İNCELEME VE GEREKÇE: Dava hukuki niteliği itibariyle,——- takibine davalının yapmış olduğu itirazın İİK 67. maddesi gereğince iptali ile icra inkar tazminatı isteminden ibarettir.
İİK. mad. 67/I -III, V‟de düzenlenmiş bulunan itirazın iptali davası, borçlunun itirazının hükümsüz kılınarak, itiraz ile duran ilâmsız takibe konu olan alacağın varlığının saptanarak, icra takibinin devam etmesini (ve bu suretle, takip konusu alacağın borçludan alınmasını) sağlamak amacı ile açılır.

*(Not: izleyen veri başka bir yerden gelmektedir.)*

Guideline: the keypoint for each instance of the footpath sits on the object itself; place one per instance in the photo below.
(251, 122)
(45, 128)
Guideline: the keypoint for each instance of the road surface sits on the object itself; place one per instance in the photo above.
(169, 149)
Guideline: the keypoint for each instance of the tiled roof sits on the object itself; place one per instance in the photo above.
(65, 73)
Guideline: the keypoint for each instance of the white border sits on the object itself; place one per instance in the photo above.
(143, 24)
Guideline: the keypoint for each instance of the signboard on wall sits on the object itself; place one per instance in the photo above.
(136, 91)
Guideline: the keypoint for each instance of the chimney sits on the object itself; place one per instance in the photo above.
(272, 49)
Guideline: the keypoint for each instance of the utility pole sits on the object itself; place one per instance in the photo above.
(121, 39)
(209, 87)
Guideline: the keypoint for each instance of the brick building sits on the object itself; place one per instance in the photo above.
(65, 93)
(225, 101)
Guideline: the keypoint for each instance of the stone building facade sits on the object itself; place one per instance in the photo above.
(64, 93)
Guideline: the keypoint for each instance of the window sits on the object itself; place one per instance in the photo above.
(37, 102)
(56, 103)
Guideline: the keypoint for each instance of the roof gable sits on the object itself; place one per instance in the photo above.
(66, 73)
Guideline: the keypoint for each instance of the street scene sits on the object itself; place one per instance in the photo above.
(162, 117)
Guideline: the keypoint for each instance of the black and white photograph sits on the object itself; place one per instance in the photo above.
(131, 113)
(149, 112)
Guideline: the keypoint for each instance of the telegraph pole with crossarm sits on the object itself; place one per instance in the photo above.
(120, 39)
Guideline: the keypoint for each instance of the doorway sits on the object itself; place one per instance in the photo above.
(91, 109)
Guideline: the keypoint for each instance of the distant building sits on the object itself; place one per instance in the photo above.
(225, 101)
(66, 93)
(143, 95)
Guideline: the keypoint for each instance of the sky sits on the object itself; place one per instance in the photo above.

İtirazın iptali davası açılabilmesi için; a) Yetkili icra dairesinde yapılmış geçerli bir ilamsız icra takibi bulunmalıdır. İtirazın iptal davası, icra takibi ile bağlantılı olduğundan, davalı aleyhine yapılmış geçerli bir icra takibi bulunmadıkça, itirazın iptali davası dinlenmez. Yetkili icra dairesinde yapılmış usulüne uygun bir icra takibi bulunmadıkça, itirazın iptali davası açılamaz. Eğer, icra mahkemesince “ödeme emrinin iptaline” ya da “icra takibinin iptaline” karar verilmişse, iptal davası konusuz kalır.
b) Borçlu tarafından süresi içinde yapılmış -ve hakkındaki takibi durdurmuş olan- geçerli bir itiraz bulunmalıdır.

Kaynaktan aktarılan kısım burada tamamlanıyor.